Making it Easy with Rayon

A library named "Rayon" is the gold-standard for easy thread-based concurrency in Rust. It actually uses another crate (crossbeam) under the hood, but it provides a much simpler interface for the most common use cases. Rayon can help you with a lot of tasks. Let's work through using it.

Parallel Iterators

This example is in the rayon_par_iter directory, in the 02_threads directory.

Let's start by adding Rayon to the project:

cargo add rayon

Probably the nicest addition Rayon bring is par_iter. The majority of things you can do with an iterator, you can auto-parallelize with par_iter. For example:

use rayon::prelude::*;

fn main() {
    let numbers: Vec<u64> = (0 .. 1_000_000).collect();
    let sum = numbers.par_iter().sum::<u64>();
    println!("{sum}");
}

Rayon creates a thread-pool (1 thread per CPU), with a job queue. The queue implements work-stealing (no idle threads), and supports "sub-tasks" - a task can wait for another task to complete. It really is as simple as using par_iter() (for an iterator of references), par_iter_mut() (for an iterator of mutable references), or into_par_iter() (for an iterator of values that moves the values).
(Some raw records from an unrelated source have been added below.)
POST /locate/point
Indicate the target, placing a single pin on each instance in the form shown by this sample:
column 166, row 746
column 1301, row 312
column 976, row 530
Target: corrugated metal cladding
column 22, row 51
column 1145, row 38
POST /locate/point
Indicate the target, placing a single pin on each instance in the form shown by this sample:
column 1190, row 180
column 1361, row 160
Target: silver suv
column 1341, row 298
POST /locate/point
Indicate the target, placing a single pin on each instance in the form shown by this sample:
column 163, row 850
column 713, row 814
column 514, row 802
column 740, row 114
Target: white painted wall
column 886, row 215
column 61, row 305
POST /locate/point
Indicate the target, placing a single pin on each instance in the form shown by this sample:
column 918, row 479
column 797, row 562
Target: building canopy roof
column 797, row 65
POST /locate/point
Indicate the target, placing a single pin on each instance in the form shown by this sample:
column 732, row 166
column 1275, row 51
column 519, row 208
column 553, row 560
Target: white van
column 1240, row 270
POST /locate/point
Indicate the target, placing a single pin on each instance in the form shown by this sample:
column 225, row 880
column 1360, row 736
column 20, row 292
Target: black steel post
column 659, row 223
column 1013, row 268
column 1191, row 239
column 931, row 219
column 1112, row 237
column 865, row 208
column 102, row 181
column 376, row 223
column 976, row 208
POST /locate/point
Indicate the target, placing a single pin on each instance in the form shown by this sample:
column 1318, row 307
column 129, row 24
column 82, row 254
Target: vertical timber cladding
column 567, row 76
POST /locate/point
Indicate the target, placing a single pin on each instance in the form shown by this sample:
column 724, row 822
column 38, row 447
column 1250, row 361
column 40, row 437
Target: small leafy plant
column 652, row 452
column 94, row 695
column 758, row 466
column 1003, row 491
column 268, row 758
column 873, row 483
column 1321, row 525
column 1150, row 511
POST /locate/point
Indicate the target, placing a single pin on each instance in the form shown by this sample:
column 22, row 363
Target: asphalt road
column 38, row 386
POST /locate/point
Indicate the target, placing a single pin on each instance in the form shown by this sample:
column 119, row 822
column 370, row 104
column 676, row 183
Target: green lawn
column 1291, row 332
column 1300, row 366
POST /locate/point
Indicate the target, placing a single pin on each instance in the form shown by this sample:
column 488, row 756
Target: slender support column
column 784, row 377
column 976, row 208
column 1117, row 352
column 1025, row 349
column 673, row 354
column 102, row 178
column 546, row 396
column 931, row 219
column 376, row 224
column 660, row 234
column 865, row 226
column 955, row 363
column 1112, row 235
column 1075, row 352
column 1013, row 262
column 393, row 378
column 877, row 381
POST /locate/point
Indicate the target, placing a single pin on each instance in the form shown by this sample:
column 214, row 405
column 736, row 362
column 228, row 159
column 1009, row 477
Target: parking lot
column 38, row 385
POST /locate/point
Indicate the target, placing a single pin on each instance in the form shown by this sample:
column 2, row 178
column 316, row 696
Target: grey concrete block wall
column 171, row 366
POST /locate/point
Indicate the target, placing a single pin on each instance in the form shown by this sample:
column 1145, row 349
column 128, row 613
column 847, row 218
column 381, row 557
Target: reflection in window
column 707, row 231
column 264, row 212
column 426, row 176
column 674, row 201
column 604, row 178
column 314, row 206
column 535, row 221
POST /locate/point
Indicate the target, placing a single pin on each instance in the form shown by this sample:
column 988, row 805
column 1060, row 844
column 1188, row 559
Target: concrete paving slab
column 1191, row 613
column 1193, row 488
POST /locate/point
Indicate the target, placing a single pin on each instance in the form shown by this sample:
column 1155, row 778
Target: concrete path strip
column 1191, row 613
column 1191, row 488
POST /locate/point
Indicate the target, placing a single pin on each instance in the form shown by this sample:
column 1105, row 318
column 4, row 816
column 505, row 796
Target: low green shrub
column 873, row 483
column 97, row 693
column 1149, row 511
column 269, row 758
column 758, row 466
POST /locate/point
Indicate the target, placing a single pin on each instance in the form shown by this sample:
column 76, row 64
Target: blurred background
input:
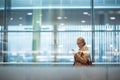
column 46, row 30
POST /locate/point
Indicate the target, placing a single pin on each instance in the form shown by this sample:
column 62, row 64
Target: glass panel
column 1, row 28
column 107, row 25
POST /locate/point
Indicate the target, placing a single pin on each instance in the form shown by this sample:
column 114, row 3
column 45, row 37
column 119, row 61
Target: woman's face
column 80, row 43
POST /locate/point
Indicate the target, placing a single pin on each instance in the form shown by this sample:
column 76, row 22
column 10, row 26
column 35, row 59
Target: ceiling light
column 20, row 18
column 112, row 18
column 11, row 19
column 59, row 17
column 29, row 13
column 65, row 17
column 85, row 13
column 118, row 12
column 83, row 21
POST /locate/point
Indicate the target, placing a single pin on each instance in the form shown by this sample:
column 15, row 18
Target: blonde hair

Let's do another test, this time with nested tasks. We'll use a really inefficient function for finding prime numbers:

#![allow(unused)]
fn main() {
fn is_prime(n: u32) -> bool {
    (2 ..= n/2).into_par_iter().all(|i| n % i != 0 )
}
}

And we can parallelize a search of a million numbers as follows:

#![allow(unused)]
fn main() {
// Print primes below 1,000
let now = Instant::now();
let numbers: Vec<u64> = (2 .. 1_000_000).collect();
let elapsed = now.elapsed();
let mut primes: Vec<&u64> = numbers.par_iter().filter(|&n| is_prime(*n as u32)).collect();
primes.sort();
println!("{primes:?}");
println!("It took {} ms to find {} primes", elapsed.as_millis(), primes.len());
}

The result on my PC is: It took 4 ms to find 78498 primes. In other words, it took longer to sort and print the result than it did to calculate it.

Fortunately, Rayon can parallelize the sort, too:

#![allow(unused)]
fn main() {
primes.par_sort_unstable();
}

That knocked a few more milliseconds off the time.